突然,一陣輕微的腳步聲傳來,夏侯辰緩緩地走進了大帳。
曹操連頭都沒有抬一下,依舊專注於手中的粥碗,隻是隨口問道。
“戰事如何了?”
夏侯辰的聲音平靜而冷淡,仿佛這隻是一件再平常不過的事情,他淡淡地回答道。
“劉備死了。”
這四個字如同驚雷一般在曹操耳邊炸響,他喝粥的動作猛地一頓,手中的勺子差點掉進碗裏。
然而,曹操畢竟是曆經風雨的梟雄,他迅速恢複了鎮定,若無其事地繼續喝著碗裏的粥。
夏侯辰似乎對曹操的反應並不在意,他接著說道。
“關平阻攔曹仁時力竭而死,徐庶為劉備擋箭,被黃忠射殺。張飛與馬超激戰正酣,卻被黃忠一箭射中,跌入江水中,生死不明。劉備和陳到最終也死在了徐晃的亂箭之下。除張飛以外,其餘幾人的屍首都在營門口。”
曹操聽完這些,沉默了片刻,然後緩緩說道。
“厚葬劉備!此次荊州之戰,徐晃當為首功!”
夏侯辰應了一聲,轉身離開了大帳。
帳外,徐晃早已等候多時。夏侯辰看著他,臉上露出一絲微笑,說道。
“公明,陛下說了,此戰你首功。”
徐晃聞言,心中大喜過望,連忙躬身謝道。
“多謝陛下,多謝大將軍!”
徐州之戰,徐晃水淹下邳是一件大功,荊州之戰,斬殺劉備和陳到更是天大的功勞,此次南征最大的受益者出現了,雖然東吳還未滅,但徐晃的功勞當屬第一了。
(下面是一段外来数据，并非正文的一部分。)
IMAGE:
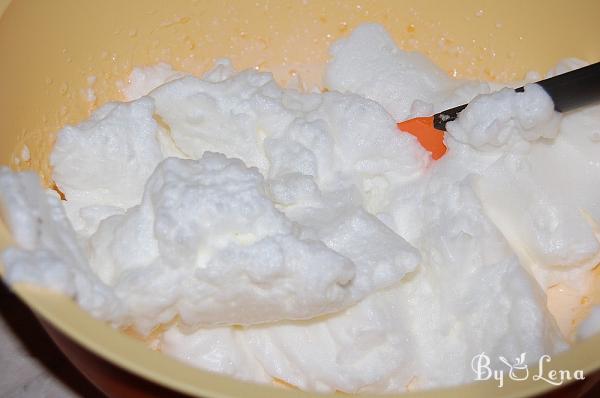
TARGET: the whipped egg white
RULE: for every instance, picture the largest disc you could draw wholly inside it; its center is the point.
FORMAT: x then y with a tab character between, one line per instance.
302	237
渾濁的長江水裹挾著斷戟殘旗,翻滾著鐵鏽與血腥的苦澀氣息,嗚咽著向東奔流。
一具軀體,裹著早已被血浸透、又被江水泡得發脹發黑的沉重甲胄,如同被遺棄的破舊鐵錨,在湍急的江流中沉浮。
冰冷的浪頭一次次凶猛地拍打著他,試圖將他徹底拖入幽暗的深淵。
那張虯髯怒張、平日如雷神般威猛的臉龐,此刻卻慘白如死人,雙目緊閉,深陷的眼窩周圍凝固著紫黑色的血塊。
每一次微弱的起伏,都帶出一串暗紅的氣泡,旋即被貪婪的江水吞沒。
“嘩啦——嘩啦——”
規律而有力的破水聲由遠及近,撕破了江麵的死寂。
一艘艨艟快船劈開血色的波濤,船頭尖利如鑿。船身狹長,吃水頗深,船頭獵獵飄揚的“淩”字帥旗,在血色殘陽下異常醒目。
淩統按劍立於船首,他奉都督周瑜嚴令巡弋,觀察曹軍的動向。
“將軍!右前方!”
桅鬥上的了望兵聲音陡然拔高,帶著難以置信的驚駭。
“江裏……江裏有個大塊頭!像是……像是個人!”
淩統心頭一凜,立刻循聲望去。
隻見前方渾濁的浪湧中,一團巨大的、近乎墨色的陰影時隱時現,隨著波濤翻滾。
“靠過去!快!”
淩統斷喝,聲音緊繃。快船靈巧地調整方向,破浪疾馳。
待船靠近,水兵們看清那漂浮物的輪廓,尤其是那標誌性的、覆蓋著虯結須發的巨大頭顱時,無不倒抽一口冷氣,驚呼四起。
“老天!是……是張飛!燕人張翼德!”
淩統瞳孔驟縮,一步搶到船舷邊,俯身細看。那張慘白而猙獰的臉,那身標誌性的魁梧身軀,還有那不肯離手的蛇矛……縱使被江水泡得腫脹變形,也絕無錯認之理!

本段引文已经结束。